4 Bulan Pascalolos Seleksi, Nasib PPPK Masih Abu-abu

Puluhan honorer K2 saat menyampaikan aspirasi di DPRD Bantul, Senin (17/9). - Harian Jogja/Ujang Hasanudin
22 Agustus 2019 16:17 WIB Ujang Hasanudin Bantul Share :

Harianjogja.com, BANTUL—Para pegawai honorer kategori dua (K2) yang lolos seleksi Pegawai Pemerintah dengan Perjanjian Kerja (PPPK) mempertanyakan nasib mereka. Sejak lolos seleksi pada Maret lalu sampai Agustus ini belum ada kejelasan kapan surat keputusan (SK) pengangkatan PPPK diterbitkan.

Mereka justru heran dengan keputusan pemerintah yang akan kembali membuka seleksi Calon Pegawai Negeri Sipil (CPNS) dan calon PPPK tahap II dalam waktu dekat ini. "Kenapa tidak diselesaikan dulu yang seleksi PPPK tahap I? Ini malah mau membuka seleksi tahap II," kata Ida Nursanti, salah satu calon PPPK yang lolos seleksi tahap pertama, Kamis (22/8/2019).

Terlebih, imbuh Ida, CPNS yang seleksinya hampir berbarengan atau hanya selisih satu bulan dengan seleksi PPPK, SK pengangkatannya kini sudah terbit, bahkan mereka sudah menerima gaji CPNS, sedangkan calon PPPK belum ada kejelasan. Padahal PPPK juga merupakan bagian dari aparatur sipil negara (ASN) yang diatur dalam Undang-Undang ASN.

“Hak PNS dan PPPK sama. Hanya PPPK tidak mendapatkan tunjangan pensiun,” ucap Ida.

Dia menjelaskan total ada 177 PPPK di Bantul yang lolos seleksi beberapa waktu lalu. Bahkan mereka sudah mengurus pemberkasan pada April lalu, namun sampai sekarang masih menggantung. Oleh sebab itu dia merasa pemerintah seolah setengah-setengah dalam mengangkat honorer menjadi PPPK.
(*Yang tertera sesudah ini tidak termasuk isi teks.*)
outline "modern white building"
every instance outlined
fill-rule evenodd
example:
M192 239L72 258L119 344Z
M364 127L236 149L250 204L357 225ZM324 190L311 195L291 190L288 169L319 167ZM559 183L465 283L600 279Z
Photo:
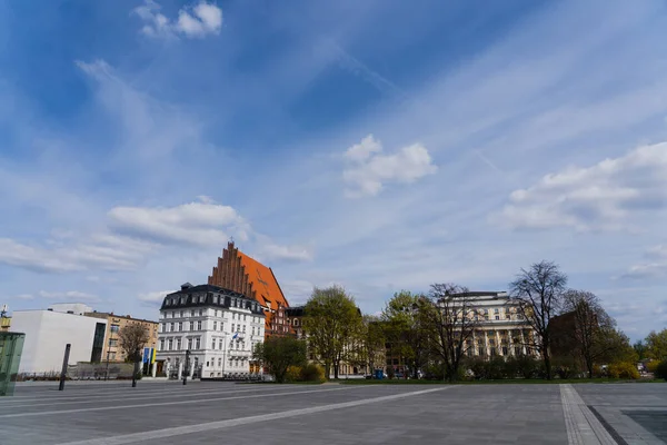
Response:
M56 310L14 310L11 330L26 334L19 373L60 373L64 348L69 365L99 362L107 322Z
M183 370L193 378L259 375L252 350L263 342L263 329L265 313L256 300L222 287L186 283L167 295L160 308L158 367L171 378L181 378Z

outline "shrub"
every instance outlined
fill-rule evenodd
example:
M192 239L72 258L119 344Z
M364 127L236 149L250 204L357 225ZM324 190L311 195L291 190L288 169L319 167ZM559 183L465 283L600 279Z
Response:
M540 374L541 364L535 358L521 355L516 358L519 375L524 378L535 378Z
M303 382L325 382L325 369L315 363L309 363L301 368L300 378Z
M658 365L660 364L659 360L650 360L648 362L645 366L646 366L646 370L648 370L651 374L656 374L656 369L658 368Z
M636 380L639 378L639 370L634 363L621 362L609 365L607 368L609 377L611 378L628 378Z
M664 378L667 380L667 359L665 359L656 365L656 370L654 372L654 376L656 378Z
M289 366L287 368L287 373L285 374L286 382L297 382L300 377L301 377L301 367Z

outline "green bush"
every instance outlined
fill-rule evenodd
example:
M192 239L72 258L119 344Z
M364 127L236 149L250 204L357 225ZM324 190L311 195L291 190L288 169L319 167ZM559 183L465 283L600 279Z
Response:
M654 376L656 378L664 378L667 380L667 360L663 360L656 365Z
M315 363L309 363L301 368L300 379L303 382L325 382L325 369Z
M300 366L289 366L285 374L285 382L298 382L301 378Z
M621 362L609 365L607 373L611 378L627 378L636 380L639 378L639 370L634 363Z

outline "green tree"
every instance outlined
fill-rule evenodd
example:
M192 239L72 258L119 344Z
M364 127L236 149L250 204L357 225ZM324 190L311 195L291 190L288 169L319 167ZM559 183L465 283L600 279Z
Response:
M390 344L390 355L409 364L415 378L428 353L427 336L419 317L419 295L408 290L394 294L382 310L385 334Z
M468 289L450 283L431 285L429 298L419 299L419 316L429 352L444 366L442 377L456 380L479 326Z
M118 343L126 354L126 360L135 364L135 369L132 370L132 387L137 386L137 375L139 374L141 353L149 338L150 334L148 328L140 323L125 325L122 329L118 332Z
M646 352L648 357L663 362L667 359L667 329L659 333L651 330L646 337Z
M551 261L540 261L521 269L509 284L512 299L518 303L519 314L530 325L535 337L530 347L536 348L545 364L546 377L551 379L551 336L549 322L558 315L567 286L567 275Z
M633 345L633 349L635 349L635 352L637 353L637 356L639 357L640 360L648 357L647 356L648 350L646 350L646 344L644 344L644 342L641 342L641 340L635 342L635 344Z
M338 378L340 362L351 354L361 314L355 299L340 286L315 288L303 310L303 332L316 359L325 365L329 378L331 367Z
M306 342L290 336L269 337L255 345L252 358L266 365L276 382L283 383L288 368L306 364Z

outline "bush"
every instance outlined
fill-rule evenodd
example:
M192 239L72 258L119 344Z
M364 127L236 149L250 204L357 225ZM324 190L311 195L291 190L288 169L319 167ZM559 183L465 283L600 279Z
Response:
M656 369L658 369L658 365L660 364L659 360L650 360L648 362L645 366L646 366L646 370L648 370L651 374L656 374Z
M297 382L301 377L301 368L299 366L289 366L285 374L285 382Z
M663 360L656 365L654 376L656 378L664 378L667 380L667 360Z
M325 369L310 363L301 368L300 379L303 382L325 382Z
M634 363L621 362L609 365L607 368L609 377L611 378L628 378L636 380L639 378L639 370Z

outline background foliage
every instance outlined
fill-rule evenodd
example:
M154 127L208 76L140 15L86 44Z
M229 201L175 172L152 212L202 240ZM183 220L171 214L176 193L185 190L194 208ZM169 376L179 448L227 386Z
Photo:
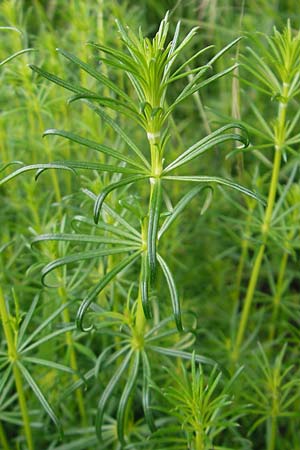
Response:
M176 280L184 325L193 332L177 332L170 317L167 285L159 272L151 290L157 329L152 335L148 330L146 338L151 364L148 353L140 361L132 360L129 373L137 380L134 393L128 383L124 390L126 377L113 393L106 388L126 362L127 340L132 339L134 330L138 268L130 266L105 287L88 316L95 329L84 333L74 324L80 301L119 262L119 256L100 258L94 254L91 258L93 241L87 239L47 239L50 234L66 236L74 230L93 239L100 236L102 231L93 225L90 192L98 194L109 183L117 182L119 175L94 170L78 171L75 177L70 171L51 170L35 182L29 172L0 187L1 448L100 448L95 422L103 421L101 448L108 449L300 449L300 44L298 38L295 52L289 54L292 67L288 75L292 79L286 80L287 49L291 47L283 46L281 60L276 59L267 38L259 34L273 36L274 26L282 33L290 20L291 36L295 37L300 26L297 3L1 2L0 61L34 49L0 66L1 178L21 167L20 162L107 162L72 140L42 138L46 129L72 130L126 154L126 145L103 118L83 102L68 104L69 93L32 72L29 64L97 90L98 82L56 48L97 67L99 53L85 43L93 41L121 50L115 18L133 30L142 25L143 33L153 37L167 10L170 36L178 20L182 21L182 36L192 27L200 27L186 49L186 58L212 44L215 48L208 51L209 59L237 37L246 36L216 62L213 72L222 72L237 59L240 66L234 70L236 76L220 78L175 110L168 161L211 131L238 122L248 130L250 145L246 151L242 153L238 143L237 147L232 142L218 145L189 163L186 173L229 178L267 199L278 129L284 136L269 222L263 204L215 187L205 214L201 215L203 198L196 195L166 233L161 252L168 256ZM200 63L208 59L201 57ZM268 68L279 84L295 80L294 95L290 92L284 97L276 90L276 83L274 88ZM104 65L103 71L132 94L123 72L113 71L109 65ZM269 80L269 85L264 80ZM183 86L182 81L174 85L172 95L178 95ZM104 87L103 93L109 95L109 90ZM287 104L284 118L281 103ZM135 143L147 144L143 130L130 118L118 112L113 118ZM181 184L170 185L170 208L187 192ZM104 212L106 226L126 220L138 227L136 208L147 202L147 195L143 186L125 186L112 192ZM44 238L38 237L41 235ZM127 236L119 238L126 240ZM78 263L79 252L85 252L86 258L78 258ZM253 268L260 253L247 314L243 305L251 294L249 281L255 276ZM70 255L75 257L67 268L61 265L50 272L51 261ZM46 286L41 272L48 273ZM156 340L151 340L153 337ZM169 353L163 354L162 348ZM215 368L207 364L211 360L217 362ZM138 364L142 369L135 372ZM131 397L126 398L126 387ZM119 408L122 400L127 409Z

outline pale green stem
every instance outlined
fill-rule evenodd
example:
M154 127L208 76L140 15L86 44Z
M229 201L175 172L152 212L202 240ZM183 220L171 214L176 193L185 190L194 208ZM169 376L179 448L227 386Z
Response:
M196 431L195 450L205 450L202 431Z
M66 303L67 293L66 293L65 288L63 288L63 287L59 288L59 294L60 294L60 297L61 297L63 303ZM65 308L63 310L62 316L63 316L64 322L69 323L71 321L70 312L69 312L68 308ZM67 347L69 349L70 366L75 372L78 372L77 357L76 357L73 336L72 336L71 331L66 332L65 339L66 339ZM74 379L74 381L77 381L78 376L73 375L73 379ZM80 414L80 417L82 420L82 425L87 425L86 408L84 406L84 399L83 399L83 393L82 393L81 388L76 389L75 396L76 396L76 401L77 401L77 405L78 405L78 411L79 411L79 414Z
M1 422L0 422L0 444L3 448L3 450L10 450L8 442L7 442L6 434L5 434L5 431L4 431L4 428L3 428L3 425Z
M284 84L283 89L283 97L287 97L288 93L288 85ZM235 341L235 345L232 352L232 359L233 362L236 362L239 358L240 354L240 348L244 340L244 335L246 331L246 327L248 324L249 319L249 313L252 306L252 301L255 293L255 288L258 280L258 276L260 273L265 249L266 249L266 243L268 240L269 232L270 232L270 226L271 226L271 220L272 220L272 214L273 209L275 205L275 198L276 198L276 192L277 192L277 186L278 186L278 179L279 179L279 172L280 172L280 166L281 166L281 151L282 147L284 145L285 140L285 123L286 123L286 107L287 103L280 103L279 109L278 109L278 118L277 118L277 133L276 139L275 139L275 153L274 153L274 161L273 161L273 170L272 170L272 178L271 183L269 187L269 195L268 195L268 204L264 215L264 220L262 224L262 243L259 247L259 250L256 254L255 261L253 264L248 289L246 293L246 298L241 314L241 319L239 322L239 328L237 332L237 337Z
M16 365L16 362L18 359L18 353L17 353L17 349L16 349L16 345L15 345L13 331L12 331L11 324L10 324L10 318L8 315L8 311L7 311L7 307L6 307L6 303L5 303L5 299L4 299L4 295L3 295L1 287L0 287L0 316L2 319L4 335L5 335L6 343L7 343L8 357L12 364L13 375L14 375L21 415L22 415L22 419L23 419L23 426L24 426L24 431L25 431L25 436L26 436L26 441L27 441L27 447L28 447L28 450L34 450L31 427L30 427L30 419L29 419L29 414L28 414L26 397L25 397L25 393L24 393L24 389L23 389L22 375L21 375L20 369Z
M292 239L293 234L294 234L294 230L292 230L292 233L289 236L290 239ZM283 292L284 275L285 275L285 271L286 271L288 257L289 257L289 254L287 251L285 251L281 258L281 262L280 262L280 266L279 266L279 273L278 273L278 278L277 278L277 283L276 283L276 291L275 291L275 295L274 295L274 299L273 299L273 312L272 312L271 327L270 327L270 334L269 334L270 341L273 341L274 336L275 336L276 322L277 322L279 305L280 305L282 292Z
M277 416L271 416L268 419L267 432L267 450L275 450L276 436L277 436Z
Saat ini para calon PPPK masih bekerja di instansinya masing-masing sebagai honorer dengan insentif dari Pemkab Bantul yang dibayarkan setiap tiga bulan sekali. Di tengah kebimbangan menunggu kejelasan SK PPPK, guru olahraga di SD Trirenggo, Bantul ini terbantu dengan adanya kenaikan insentif dari Dinas Pendidikan Pemuda dan Olahraga (Disdikpora) Bantul.

Tenaga honorer K2 dengan SK pengangkatan sampai 2005 saat ini mendapat insentif sebesar Rp1, 5 juta per bulan. Sementara honorer golongan II yg SK pengangkatannya maksimal 2007 mendapat insentif Rp1 juta per bulan. “Semuanya dibayar tiga bulan sekali. Kalau harus memilih ya kami tetap memilih PPPK karena haknya sama dengan PNS," ucap Ida.

Kepala Badan Kepegawaian Pendidikan dan Pelatihan (BKPP) Bantul, Danu Suswaryanta mengatakan Bupati Bantul belum bisa memperoses SK PPPK karena Pusat memang belum mengeluarkan nomor induk kepegawaian (NIP) untuk PPPK.

Danu mengaku tidak mengetahui alasan Pusat belum bisa memproses status calon PPPK. "Saya juga heran kenapa belum diproses," ucap dia.